Strategize Your Assessments

We all know it: Time is the enemy of classroom teachers. There’s never quite enough time to do everything we want or need to do. With PBL, students need more time to explore ideas, grapple with problems and apply and test what they know. Here’s where a solid assessment strategy can help.

As teachers, we often use tests and quizzes to assess what students know. Although you can still use these traditional tools, PBL offers much more engaging ways to quickly assess students’ knowledge, understanding and skills.

One easy technique is to use an assessment map. I’m linking here to examples of assessment maps we’ve gathered from the teachers we work with to spark your imagination.

Start with the final product: In the Plastics unit, this is the magazine article. From there, you’ll expand on the chunks of learning students will need to create their articles. For each chunk, consider what activities students are doing that could be used to assess that knowledge while also making progress on their PBL.

As you plan your learning activities — both those that are suggested in the unit as well as those you will add — consider:

  • What information can I use in each activity to determine how my students are mastering the standards?
  • When is the best time to use quizzes or tests in the PBL plan?
  • What just-in-time lessons or learning “quick bites” might I need to have ready in case my students aren’t learning what they need to learn?
Connect to Your Community

The icing on the cake in any PBL unit is providing opportunities for students to interact with professionals or community leaders as they learn. While not necessary for every PBL unit, engagement with community partners encourages students to invest more effort and brings authenticity to their projects. Take it from me: It’s amazing to see students, teachers and partners coming together to tackle real issues in their communities.

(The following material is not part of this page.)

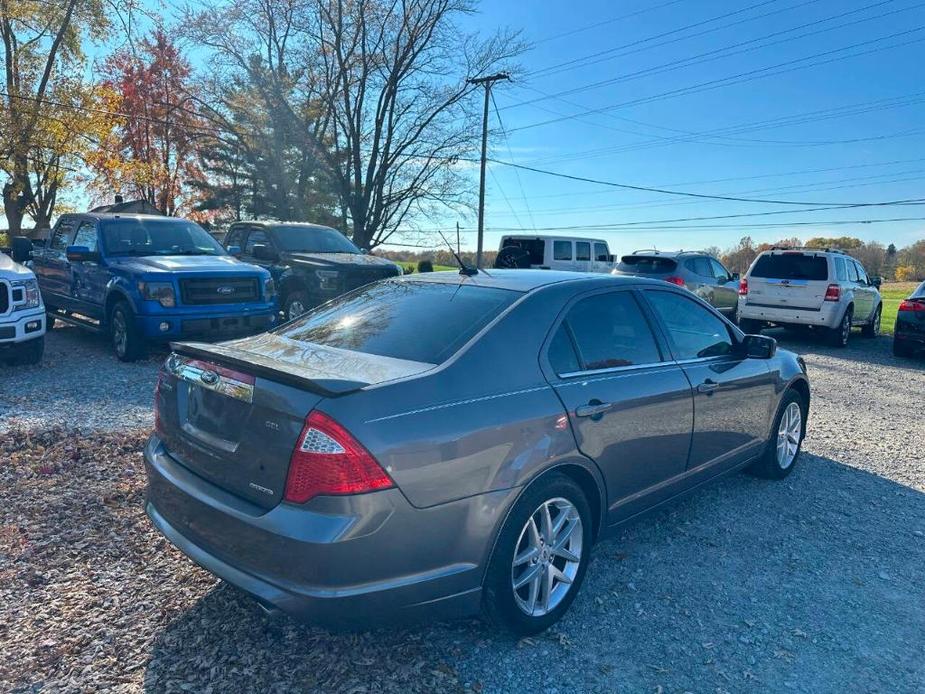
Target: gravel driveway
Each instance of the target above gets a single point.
(813, 584)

For the Plastics unit, a teacher might collaborate with local journalists, magazine publishers, marine biologists or environmental scientists or engineers. Consider:

  • Are there people in my community who are already working to solve a similar problem?
  • What careers or jobs do my students’ parents have?

I’ve seen community partners share their unique knowledge and expertise with students through classroom presentations, visits to their worksites and feedback on in-process or final projects. These partners also make informed, enthusiastic audiences for students’ final presentations.

Putting It All Together

Simply put, project-based learning makes learning meaningful. When challenged with a problem with real relevance to their worlds, students can envision the future, connect the classroom and the real world, and recognize that what they do matters. I hope I’ve inspired you to take the National Geographic Society’s well-planned, standards-based PBL units and use them to spark a lifelong love of learning and exploration for your students.